Feb. 28 was “Adoption Day” in the Kurlander residence, and we held a celebration to mark the date that our daughter Hannah joined our family.
We commemorate the day in 1999, when, after an exhaustive 24 hour trip from New York City to Phnom Penh, through Germany and Singapore, my wife Jodi and I deplaned and were immediately taken to a shabby orphanage outside the city.
There, we saw for the first time a girl known as “Sovannary.” She hung in a filthy hammock above a dirt floor, weighing only 8 pounds — at 3 months old — and with flies hovering around her slight head of red hair (a sign of malnutrition) and dressed in a tiny soiled smock hiding a herniated bellybutton and a smelly body caked in dirt.

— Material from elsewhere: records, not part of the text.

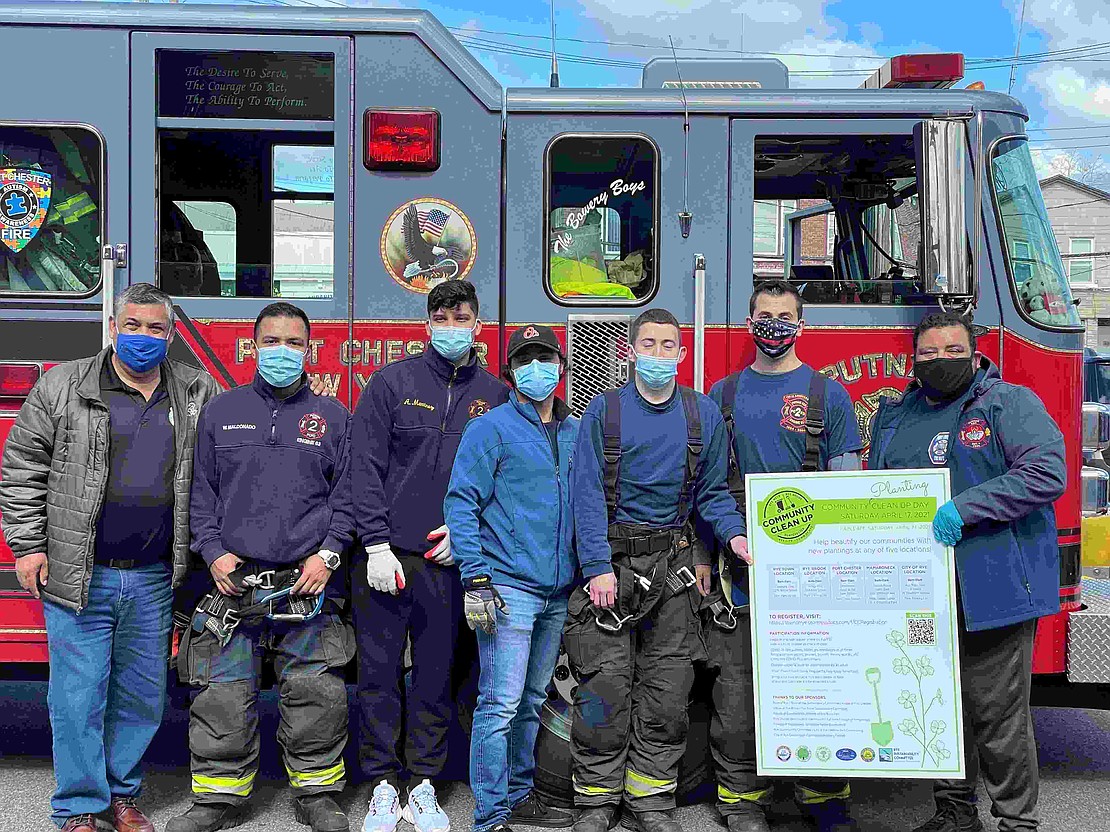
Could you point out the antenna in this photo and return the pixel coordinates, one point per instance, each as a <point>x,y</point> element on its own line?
<point>554,82</point>
<point>684,216</point>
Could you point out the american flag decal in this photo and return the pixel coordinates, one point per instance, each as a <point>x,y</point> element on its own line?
<point>433,221</point>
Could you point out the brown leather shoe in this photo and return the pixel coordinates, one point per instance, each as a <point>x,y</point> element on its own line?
<point>80,823</point>
<point>127,818</point>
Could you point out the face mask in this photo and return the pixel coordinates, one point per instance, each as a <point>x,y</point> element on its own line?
<point>140,353</point>
<point>656,373</point>
<point>280,365</point>
<point>945,377</point>
<point>452,342</point>
<point>774,337</point>
<point>536,379</point>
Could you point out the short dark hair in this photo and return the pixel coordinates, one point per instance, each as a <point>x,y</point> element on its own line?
<point>940,320</point>
<point>451,295</point>
<point>775,288</point>
<point>282,310</point>
<point>658,315</point>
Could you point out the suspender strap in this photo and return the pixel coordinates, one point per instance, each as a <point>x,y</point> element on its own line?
<point>815,422</point>
<point>611,449</point>
<point>693,450</point>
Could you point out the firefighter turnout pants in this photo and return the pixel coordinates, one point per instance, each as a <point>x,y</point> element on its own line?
<point>223,721</point>
<point>631,709</point>
<point>733,726</point>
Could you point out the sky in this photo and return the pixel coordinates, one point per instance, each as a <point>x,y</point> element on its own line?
<point>1063,80</point>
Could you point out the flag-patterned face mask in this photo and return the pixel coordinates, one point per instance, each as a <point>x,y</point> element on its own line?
<point>774,337</point>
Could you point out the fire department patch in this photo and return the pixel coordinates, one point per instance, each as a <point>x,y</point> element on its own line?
<point>24,200</point>
<point>312,426</point>
<point>938,448</point>
<point>975,433</point>
<point>795,406</point>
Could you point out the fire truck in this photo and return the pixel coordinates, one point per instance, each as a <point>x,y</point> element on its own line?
<point>351,160</point>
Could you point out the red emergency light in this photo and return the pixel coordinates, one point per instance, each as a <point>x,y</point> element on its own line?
<point>925,71</point>
<point>402,140</point>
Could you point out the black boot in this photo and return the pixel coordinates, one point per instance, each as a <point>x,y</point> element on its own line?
<point>320,812</point>
<point>594,819</point>
<point>649,822</point>
<point>207,818</point>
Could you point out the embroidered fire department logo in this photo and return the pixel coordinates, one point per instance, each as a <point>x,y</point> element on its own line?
<point>938,448</point>
<point>312,426</point>
<point>795,406</point>
<point>24,200</point>
<point>975,434</point>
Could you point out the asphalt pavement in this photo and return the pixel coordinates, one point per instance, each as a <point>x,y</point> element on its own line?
<point>1073,746</point>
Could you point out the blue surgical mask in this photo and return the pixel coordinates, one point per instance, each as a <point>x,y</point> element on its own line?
<point>280,365</point>
<point>536,379</point>
<point>452,342</point>
<point>140,353</point>
<point>656,373</point>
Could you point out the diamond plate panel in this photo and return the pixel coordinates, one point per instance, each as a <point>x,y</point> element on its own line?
<point>1089,635</point>
<point>597,351</point>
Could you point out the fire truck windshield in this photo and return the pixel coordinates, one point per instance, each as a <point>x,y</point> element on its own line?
<point>1037,273</point>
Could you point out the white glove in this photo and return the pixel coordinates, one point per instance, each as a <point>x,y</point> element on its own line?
<point>442,551</point>
<point>383,569</point>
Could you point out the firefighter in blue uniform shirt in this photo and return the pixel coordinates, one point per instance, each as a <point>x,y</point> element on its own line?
<point>648,455</point>
<point>271,516</point>
<point>1006,458</point>
<point>405,433</point>
<point>508,510</point>
<point>769,411</point>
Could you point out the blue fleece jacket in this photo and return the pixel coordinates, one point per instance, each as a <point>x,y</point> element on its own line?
<point>653,468</point>
<point>404,435</point>
<point>271,476</point>
<point>508,503</point>
<point>1007,464</point>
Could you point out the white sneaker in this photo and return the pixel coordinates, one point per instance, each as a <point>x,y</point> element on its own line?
<point>423,810</point>
<point>384,810</point>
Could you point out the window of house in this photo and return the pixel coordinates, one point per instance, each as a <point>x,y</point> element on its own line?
<point>601,216</point>
<point>51,191</point>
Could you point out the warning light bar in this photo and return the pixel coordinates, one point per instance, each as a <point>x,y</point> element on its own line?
<point>402,140</point>
<point>922,71</point>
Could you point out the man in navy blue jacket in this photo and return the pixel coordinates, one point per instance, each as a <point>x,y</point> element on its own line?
<point>508,510</point>
<point>648,455</point>
<point>1007,464</point>
<point>270,514</point>
<point>405,433</point>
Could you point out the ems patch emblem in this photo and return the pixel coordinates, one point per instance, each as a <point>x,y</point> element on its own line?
<point>975,434</point>
<point>312,426</point>
<point>24,200</point>
<point>938,448</point>
<point>795,406</point>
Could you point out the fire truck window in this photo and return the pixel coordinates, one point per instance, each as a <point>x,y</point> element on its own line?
<point>50,221</point>
<point>1036,267</point>
<point>602,210</point>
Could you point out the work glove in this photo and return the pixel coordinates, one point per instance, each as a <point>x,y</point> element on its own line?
<point>481,602</point>
<point>441,554</point>
<point>948,525</point>
<point>383,569</point>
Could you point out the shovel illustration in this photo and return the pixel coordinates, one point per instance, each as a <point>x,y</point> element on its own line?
<point>881,732</point>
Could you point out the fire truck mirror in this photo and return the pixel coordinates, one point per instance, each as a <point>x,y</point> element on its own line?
<point>941,163</point>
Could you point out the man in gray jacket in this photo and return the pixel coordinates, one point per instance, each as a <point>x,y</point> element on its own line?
<point>94,504</point>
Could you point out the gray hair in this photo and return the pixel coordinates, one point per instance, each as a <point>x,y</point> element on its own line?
<point>143,294</point>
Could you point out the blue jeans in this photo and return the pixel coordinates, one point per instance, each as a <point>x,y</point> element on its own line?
<point>517,662</point>
<point>107,689</point>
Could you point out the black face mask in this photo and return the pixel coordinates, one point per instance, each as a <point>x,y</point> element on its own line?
<point>945,378</point>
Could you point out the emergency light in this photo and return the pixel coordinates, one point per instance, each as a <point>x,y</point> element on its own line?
<point>402,140</point>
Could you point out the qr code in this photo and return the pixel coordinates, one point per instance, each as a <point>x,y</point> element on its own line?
<point>921,631</point>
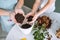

It was a day before my birthday, and about a month after my mother had died. Holding Hannah in my lap on the trip back to our hotel, I felt blessed to receive such a birthday gift and experienced a special, poignant sense of renewal for both myself and our family. Days later, she officially became our daughter, Hannah Rachel Sovannary Kurlander, named under Jewish tradition for my mother and grandmother.
Any adoptive mother or father will tell you that the memory of the first day they held, hugged and began bonding with their adopted child is the strongest remembrance of fulfillment in a lifetime.
Now a healthy, smart, almost six-feet-tall, obsessively texting seventh grader and avid hockey fan, Hannah asks and receives more expensive gifts for Adoption Day as she grows older. It’s very hard to say no to her on this day — this year we got her an autographed Cornell hockey jersey.
Sad to say, not enough potential U.S. parents have their own Adoption Day to celebrate.
Adopting a child in the United States is still not socially a fundamental aspect of our national psyche. The word “adoption” is sorely missing from the social lexicon of our contentious reproductive politics. It is not on the center stage in American political discourse or public policy like birth control, abortion and the explosion of single-parent homes in the United States, which are always argued in hyperventilated social and religious contexts.
Instead, adopting children stays under the national radar and remains a quiet, personal matter. It continues a topic traditionally considered in terms as a means of allowing parents who can’t have children of their own to begin families by enduring a very hard, emotional, and expensive adoption process.
Since it is not a critical issue, adoptions have remained stagnant in the United States. International adoptions have declined significantly, by over two-thirds, since a high in 2004, with only 9,300 children being adopted overseas in 2010. The number of children being adopted out of foster care has vacillated between 115,000 and 135,000 a year since 2002.
There are certainly enough children to adopt. According to a report issued by July 2010 by the Children’s Bureau’s Administration for Children and Family (AFCARS), there are almost half a million children awaiting adoption in the U.S. foster care system. Millions of orphans languish in orphanages world-wide.
At the same time, while some state legislatures are consumed with circumventing Roe v. Wade, diligently work year after year to wear down both the legal protections of that case as well as the will and privacy rights of women seeking abortions, none are ratcheting up the rhetoric about getting abandoned children adopted and out of foster homes.